Forget the fiscal cliff. The real issue is the fiscal mountain. According to the International Monetary Fund, the challenge of reducing the public debt ratio to a safe level is daunting for most advanced countries.
In Europe, many governments, having embarked on the path of fiscal consolidation while their economies were still weak, are now struggling with the growth consequences. As a result, debt stabilization seems to be an increasingly elusive target.
In the US, consolidation has barely begun. Because the private economy is now stronger, it may benefit from more auspicious growth conditions, but the magnitude of the fiscal retrenchment needed – more than ten percentage points of GDP, according to the IMF – is frightening. In Japan nothing has been done this far and the size of required effort defies imagination.
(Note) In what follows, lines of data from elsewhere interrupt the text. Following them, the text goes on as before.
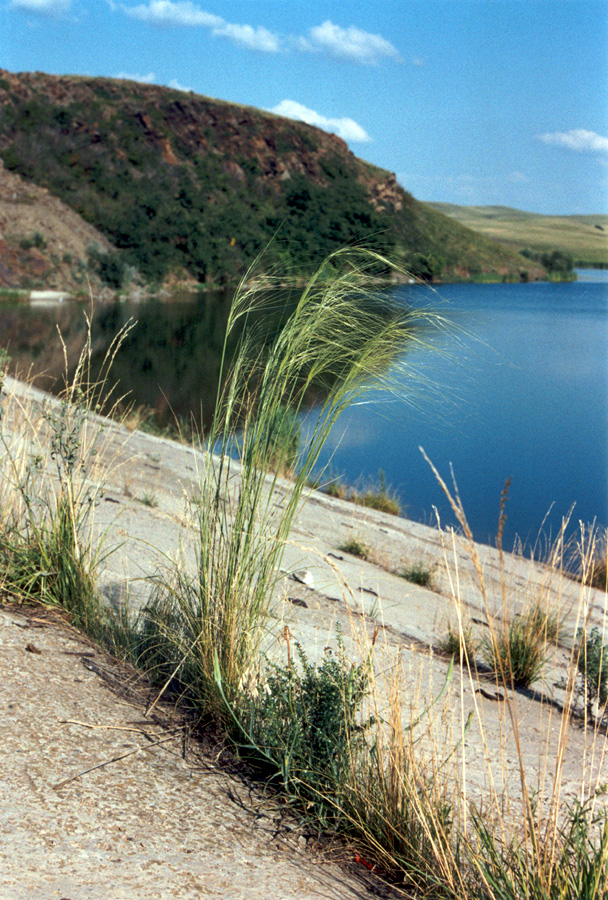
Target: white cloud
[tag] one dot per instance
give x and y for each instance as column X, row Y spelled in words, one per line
column 43, row 7
column 350, row 43
column 174, row 83
column 150, row 78
column 577, row 139
column 345, row 128
column 186, row 14
column 347, row 43
column 250, row 37
column 165, row 12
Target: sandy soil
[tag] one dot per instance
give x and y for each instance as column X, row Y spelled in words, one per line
column 98, row 800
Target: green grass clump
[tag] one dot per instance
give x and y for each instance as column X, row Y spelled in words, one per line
column 339, row 337
column 47, row 553
column 516, row 652
column 304, row 724
column 569, row 861
column 417, row 573
column 593, row 665
column 379, row 500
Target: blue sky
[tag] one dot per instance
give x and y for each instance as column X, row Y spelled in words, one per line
column 467, row 101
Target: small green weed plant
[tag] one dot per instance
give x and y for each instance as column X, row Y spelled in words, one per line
column 417, row 573
column 356, row 546
column 342, row 337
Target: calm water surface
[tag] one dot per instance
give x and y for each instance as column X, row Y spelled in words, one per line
column 519, row 390
column 521, row 393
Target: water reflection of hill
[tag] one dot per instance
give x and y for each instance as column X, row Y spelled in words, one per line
column 169, row 362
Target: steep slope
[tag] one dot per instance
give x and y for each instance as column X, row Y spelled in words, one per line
column 44, row 243
column 184, row 185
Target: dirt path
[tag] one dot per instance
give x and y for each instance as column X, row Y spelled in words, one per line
column 100, row 802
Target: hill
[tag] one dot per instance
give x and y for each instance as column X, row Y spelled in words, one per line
column 584, row 238
column 187, row 187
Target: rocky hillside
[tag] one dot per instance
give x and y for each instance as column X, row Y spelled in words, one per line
column 44, row 243
column 186, row 187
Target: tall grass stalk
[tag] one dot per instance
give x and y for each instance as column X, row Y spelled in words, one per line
column 343, row 337
column 530, row 843
column 50, row 489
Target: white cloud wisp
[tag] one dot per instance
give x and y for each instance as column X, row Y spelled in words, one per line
column 346, row 128
column 350, row 43
column 43, row 7
column 185, row 14
column 577, row 139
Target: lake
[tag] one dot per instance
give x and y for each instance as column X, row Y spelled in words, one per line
column 517, row 388
column 519, row 391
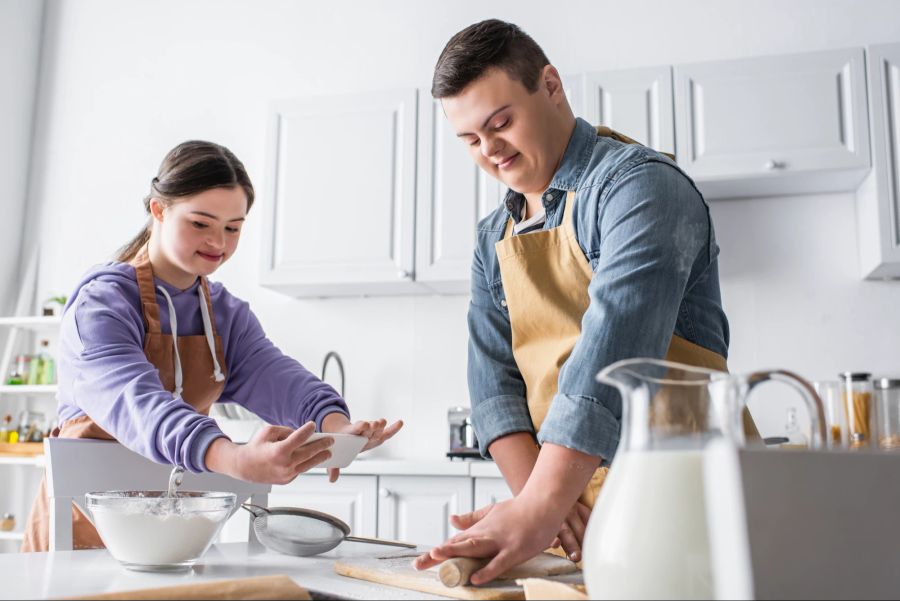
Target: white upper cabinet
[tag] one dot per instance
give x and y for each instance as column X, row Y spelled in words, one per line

All advanced-country governments are still officially committed to undergoing the pain of adjustment. But how many will become exhausted before implementing this program in full? Willingly or not, some may seek recourse to inflation or administrative measures aimed at trapping domestic savings into financing the state and keeping bond rates low (what economists call financial repression) – or, eventually, to outright debt restructuring.
All three unorthodox remedies have been used in past debt crises. They can be regarded as alternative forms of taxation, albeit implicit rather than explicit. In the end, they are different methods of forcing current and future generations to shoulder the burden of accumulated debt.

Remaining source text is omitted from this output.